There are two major themes in the market today:  1) buy stocks and 2) buy gold and bonds.  Typically they don’t happen simultaneously and that should be cause for concern.  The stock market has continued to move higher since Election Day, which has come to be known as the Trump rally.  The stock market moves higher because the market thinks it will move higher.   Expectations for the future often guide decisions made today and certainly there is a degree of ‘animal spirits’ in the market today.   How else to explain a constantly climbing stock market with such divisiveness and uncertainty around legislation post-election?  The concept of ‘animal spirits’ were first proposed by John Maynard Keynes as a way to describe the state of mind held by consumers and businesses.  Certainly the stock market has moved higher purely on confidence in the future of the US economy.  Why is half the market suddenly so confident in the fundamentals and the potential untapped growth?

Last week also saw a more hawkish Janet Yellen during her Humphrey Hawkins testimony when she commented that the case for future rate increases exists regardless of any upcoming legislation.   Can that be?  Not only were her comments surprising but I would have expected the 10yr to be trading at 2.60% for such a hawkish tone, but to see yields drop just a day after her testimonyhas me concerned there is an undercurrent of disbelief in this optimism around economic growth.  Not necessarily disbelief the Fed won’t raise rates three times this year; although the market is only pricing in two raises.  There is growing concern that this stock market rally of hope and optimism is just that and is about to meet reality. Today the 10yr trades at 2.39%, a surprising low level given the fact that China is selling US Treasuries at an unprecedented rate.    Don’t despair, a US 10yr Treasury bond at 2.43% is a great investment if your alternatives are the UK’s 1.20%, France’s 1.03%, Germany’s 0.27% or Japan’s 0.07%.

What all of this means is that there is risk the market moves in both directions, but the magnitude of those risks are not equal.  The biggest risk is headline risk.  Tomorrow a new tax deal with full Republican support could send bond yields rising rapidly.  Or perhaps an infrastructure deal could increase future inflation expectations and the Fed is forced to raise rates ahead of schedule.  If rates move higher they could move very quickly.  However if optimism and hope begin to fade, rates could move the other direction.  The new administration is still in their first 100 days so the market doesn’t expect all of the answers tomorrow; they want to see the entire picture, the game plan.  Therefore if rates fall it could do so very slowly.  With headline risk and the possibility the market could move much higher you must have patience and proceed with caution.  Patience does have an expiration date and failure to act on a tax overhaul or lack of support around other promised legislation could be troublesome and create a wave of despair over time.   

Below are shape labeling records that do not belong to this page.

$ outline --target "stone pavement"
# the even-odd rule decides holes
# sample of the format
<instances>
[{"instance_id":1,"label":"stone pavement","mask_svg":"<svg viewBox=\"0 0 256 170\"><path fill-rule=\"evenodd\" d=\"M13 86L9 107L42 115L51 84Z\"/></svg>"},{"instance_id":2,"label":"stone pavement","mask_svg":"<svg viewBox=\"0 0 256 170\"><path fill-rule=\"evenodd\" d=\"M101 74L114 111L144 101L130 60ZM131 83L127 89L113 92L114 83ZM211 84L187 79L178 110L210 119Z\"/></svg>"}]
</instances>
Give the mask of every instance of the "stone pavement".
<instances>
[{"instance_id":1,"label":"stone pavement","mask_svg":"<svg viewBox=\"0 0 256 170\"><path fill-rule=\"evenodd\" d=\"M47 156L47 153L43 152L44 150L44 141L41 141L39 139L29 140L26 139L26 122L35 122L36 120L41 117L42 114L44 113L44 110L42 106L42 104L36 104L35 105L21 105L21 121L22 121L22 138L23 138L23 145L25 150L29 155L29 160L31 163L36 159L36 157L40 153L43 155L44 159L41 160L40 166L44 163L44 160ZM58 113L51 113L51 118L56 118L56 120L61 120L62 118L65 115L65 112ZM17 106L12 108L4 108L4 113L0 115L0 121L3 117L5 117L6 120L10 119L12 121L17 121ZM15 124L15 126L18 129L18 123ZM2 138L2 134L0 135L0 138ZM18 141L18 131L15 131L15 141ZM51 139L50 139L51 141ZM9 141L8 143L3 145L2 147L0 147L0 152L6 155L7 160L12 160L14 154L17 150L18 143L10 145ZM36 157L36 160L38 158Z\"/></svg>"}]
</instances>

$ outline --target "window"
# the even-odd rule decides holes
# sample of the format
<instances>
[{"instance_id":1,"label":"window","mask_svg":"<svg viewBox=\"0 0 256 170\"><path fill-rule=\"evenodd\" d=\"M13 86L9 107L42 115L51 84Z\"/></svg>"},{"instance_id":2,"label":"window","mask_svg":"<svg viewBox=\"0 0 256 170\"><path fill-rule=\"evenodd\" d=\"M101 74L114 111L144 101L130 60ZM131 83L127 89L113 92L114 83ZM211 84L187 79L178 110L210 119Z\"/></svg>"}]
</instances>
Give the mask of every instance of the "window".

So the question is when will new legislation make its way to the headlines and how much support will that legislation receive versus the opposition it certainly will be met with.  The US economy is challenged by a growing national debt, the debt ceiling, a health care program in desperate need of attention, sticky wage growth, underemployment, GDP now lower than the national debt, etc.  The positives or arguments for higher interest rates are low unemployment, decent GDP, rising inflation and a positive current outlook with the X factor being new legislation.